Grandmother's photographs did not show a fifty seven year old-part of it was the era, the hair styles and clothes. And part of it was she worked full time as a nurse, helping start one of the first settings for crippled [the term then] children in Minneapols. She had three sons, one was my father. And when those boys were young pre-teens, their father left my grandmother for his younger secretary. It was a shocker for everyone, as he was a prominent physician in Rochester, Minnesota-a small town of wealthy doctors who all knew the comings and goings of everybody. Divorce was unheard of then, it was a black badge you wore about the town. She did not want a divorce and she carried a torch for my grandfather for many years. My mother told me a really heartbreaking story-a year or so after my grandfather left her, and was with his secretary living in Washington D.C., my grandfather paid for his young sons, and my grandmother, to come out to visit. He paid for everything and put them all up in a hotel. The trip just happened to coincide with their wedding anniversary so my grandmother was sure he was going to reconcile. But he didn't and he had cluelessly planned the trip without even remembering the anniversary. I can feel her body sinking that day.

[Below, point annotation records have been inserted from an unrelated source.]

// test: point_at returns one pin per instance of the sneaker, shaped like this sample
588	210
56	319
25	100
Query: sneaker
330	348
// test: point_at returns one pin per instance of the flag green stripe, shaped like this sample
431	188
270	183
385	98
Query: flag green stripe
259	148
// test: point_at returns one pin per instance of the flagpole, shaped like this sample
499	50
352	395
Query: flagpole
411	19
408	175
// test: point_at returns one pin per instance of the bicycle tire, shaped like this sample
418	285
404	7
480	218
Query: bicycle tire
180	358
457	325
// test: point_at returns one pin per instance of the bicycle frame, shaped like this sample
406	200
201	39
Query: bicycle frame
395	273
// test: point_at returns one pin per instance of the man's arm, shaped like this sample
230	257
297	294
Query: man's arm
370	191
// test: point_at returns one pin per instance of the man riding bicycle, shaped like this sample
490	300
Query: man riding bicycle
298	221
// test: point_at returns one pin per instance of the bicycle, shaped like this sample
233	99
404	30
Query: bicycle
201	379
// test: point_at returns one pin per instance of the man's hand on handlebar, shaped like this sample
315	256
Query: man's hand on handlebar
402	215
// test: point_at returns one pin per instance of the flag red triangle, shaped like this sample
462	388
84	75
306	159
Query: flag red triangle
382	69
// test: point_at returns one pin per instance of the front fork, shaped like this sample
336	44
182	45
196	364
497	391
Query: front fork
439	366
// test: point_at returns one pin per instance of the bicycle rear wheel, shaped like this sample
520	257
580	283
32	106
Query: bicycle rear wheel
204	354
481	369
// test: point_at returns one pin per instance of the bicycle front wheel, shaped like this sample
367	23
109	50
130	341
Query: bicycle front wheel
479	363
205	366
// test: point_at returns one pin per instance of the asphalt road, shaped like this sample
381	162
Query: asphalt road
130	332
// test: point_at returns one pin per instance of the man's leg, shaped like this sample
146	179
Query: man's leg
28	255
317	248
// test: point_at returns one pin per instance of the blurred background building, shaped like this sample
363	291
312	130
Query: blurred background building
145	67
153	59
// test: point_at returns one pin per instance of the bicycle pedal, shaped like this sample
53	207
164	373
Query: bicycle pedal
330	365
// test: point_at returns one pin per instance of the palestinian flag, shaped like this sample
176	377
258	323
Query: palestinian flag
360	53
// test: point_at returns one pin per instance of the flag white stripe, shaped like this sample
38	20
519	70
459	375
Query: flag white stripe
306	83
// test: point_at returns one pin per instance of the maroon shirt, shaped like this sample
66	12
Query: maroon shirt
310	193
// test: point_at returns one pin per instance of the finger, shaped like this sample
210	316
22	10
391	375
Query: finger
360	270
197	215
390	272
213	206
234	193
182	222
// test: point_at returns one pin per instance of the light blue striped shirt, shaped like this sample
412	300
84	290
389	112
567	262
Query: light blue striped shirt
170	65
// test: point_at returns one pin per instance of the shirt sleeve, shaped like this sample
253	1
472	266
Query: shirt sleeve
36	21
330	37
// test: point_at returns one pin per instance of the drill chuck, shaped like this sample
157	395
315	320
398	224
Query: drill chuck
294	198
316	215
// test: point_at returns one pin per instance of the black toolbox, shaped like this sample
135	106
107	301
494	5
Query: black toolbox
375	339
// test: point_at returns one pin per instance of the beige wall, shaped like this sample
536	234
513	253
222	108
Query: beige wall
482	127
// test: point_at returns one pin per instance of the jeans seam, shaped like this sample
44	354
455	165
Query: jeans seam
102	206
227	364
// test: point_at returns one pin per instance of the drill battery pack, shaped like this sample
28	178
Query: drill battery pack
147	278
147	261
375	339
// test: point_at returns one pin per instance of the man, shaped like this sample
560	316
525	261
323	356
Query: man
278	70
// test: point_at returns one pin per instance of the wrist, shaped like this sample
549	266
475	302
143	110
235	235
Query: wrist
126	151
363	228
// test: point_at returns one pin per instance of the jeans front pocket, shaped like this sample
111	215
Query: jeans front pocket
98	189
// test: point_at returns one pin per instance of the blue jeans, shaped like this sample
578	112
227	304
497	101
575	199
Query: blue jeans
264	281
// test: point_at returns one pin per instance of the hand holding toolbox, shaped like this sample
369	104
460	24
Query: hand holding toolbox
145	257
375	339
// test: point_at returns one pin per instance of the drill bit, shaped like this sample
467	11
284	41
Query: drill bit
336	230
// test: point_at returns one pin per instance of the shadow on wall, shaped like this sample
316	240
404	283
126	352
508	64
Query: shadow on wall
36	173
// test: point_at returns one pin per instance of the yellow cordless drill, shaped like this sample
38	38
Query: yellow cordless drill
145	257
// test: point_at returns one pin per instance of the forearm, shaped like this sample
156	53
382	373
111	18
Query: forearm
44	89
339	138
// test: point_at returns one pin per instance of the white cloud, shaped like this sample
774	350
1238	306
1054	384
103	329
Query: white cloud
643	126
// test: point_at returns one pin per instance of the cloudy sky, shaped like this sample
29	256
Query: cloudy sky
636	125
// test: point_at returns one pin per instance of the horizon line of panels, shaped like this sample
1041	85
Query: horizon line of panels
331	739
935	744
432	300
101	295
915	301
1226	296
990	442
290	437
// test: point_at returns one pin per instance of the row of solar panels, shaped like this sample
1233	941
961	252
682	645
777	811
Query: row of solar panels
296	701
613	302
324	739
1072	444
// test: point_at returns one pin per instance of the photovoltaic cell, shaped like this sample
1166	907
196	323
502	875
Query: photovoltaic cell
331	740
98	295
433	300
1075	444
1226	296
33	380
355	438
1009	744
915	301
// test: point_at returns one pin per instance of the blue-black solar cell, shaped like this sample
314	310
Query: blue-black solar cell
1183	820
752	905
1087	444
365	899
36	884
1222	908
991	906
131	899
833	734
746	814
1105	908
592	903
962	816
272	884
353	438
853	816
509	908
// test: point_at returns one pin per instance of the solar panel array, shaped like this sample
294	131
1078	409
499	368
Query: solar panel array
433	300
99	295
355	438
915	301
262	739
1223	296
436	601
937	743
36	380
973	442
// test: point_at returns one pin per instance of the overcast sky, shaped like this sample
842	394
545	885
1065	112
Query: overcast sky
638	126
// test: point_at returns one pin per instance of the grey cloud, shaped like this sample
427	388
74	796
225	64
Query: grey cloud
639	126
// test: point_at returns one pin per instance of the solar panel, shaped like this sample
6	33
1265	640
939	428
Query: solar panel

I was never told about the divorce until my twenties. My parents thought it would tarnish the image of my grandfather in my mind, and they didn't want that. Each year I'd get books for Christmas from my grandfather, and sometimes I'd go visit him in Washington D.C. I did not like my step-grandmother. Nobody did. As my grandfather grew elderly, he invited me out again when I was 17. He hadn't seen me for many years and he kept accidentally calling me "Kappie". This was my grandmother's nickname. He would sit and talk to me, with this adoring look on his face-and he'd slip and call me Kappie. This riled my step-grandmother. But I liked it, as I had grown up thinking of my real grandmother as a mystical creature-one I was named after, and had many similar traits too. The photos I had of her when she was a young woman showed angelic but strong beauty-in my young mind. I'd examine her face, wondering if I could be so lovely someday, and brave. When I turned eighteen, I was given her wedding ring by my father. I cherished it and wore it every day on my right hand, until I married Martyn.

I think of my grandmother a lot, and how she died at the age I turn today. It seems so young, even though back then fifty seven was more like seventy plus. She had diabetes and had a stroke on the cold Minnesota morning I was born, falling to the sidewalk while she waited for the bus to take her to work. My father told me after I was older that he had been called to the hospital and was told that at the scene passers by didn't help her, they thought she was drunk. It haunted him his entire life, and it does me too, that maybe she would have lived-who can know. If that had happened to my mother-I am not sure what scare it would have left-so the older I grow, the more credit I give my father, with all his flaws, to have gone on as well as he did after that.

The juxtaposition of my first day of life with my grandmother's last never fails to capture my imagination. The upheaval it must have caused everyone. But it reminds me of life here, and it helps me feel how my father might have felt. A lamb is born on the same morning an old goat falters, fades and lays its head down one last time. It happens everywhere in the world over and over-light and dark, salt and pepper- come in quickly without choice. Without the upheaval of death there wouldn't be life. It is the only way of nature. A tree seed bursts though the dirt, destroying that smooth surface of ground, to sprout its new trunk. We don't mourn that, we notice the sprout. Somehow I've grown to see death this way-it makes room for other things that might be looking right at us.

I don't want to die on my 57th birthday. But I'll share something. I do think if it all came down to one moment like she had on that street, I think I might take a deep breath, and rest. I plan to go on living, and will relish it, but life does begin to take small chinks out of the armour. These chinks don't make me sad, they just make me realize that the last breaths might be a soft, gossamer piece of relief.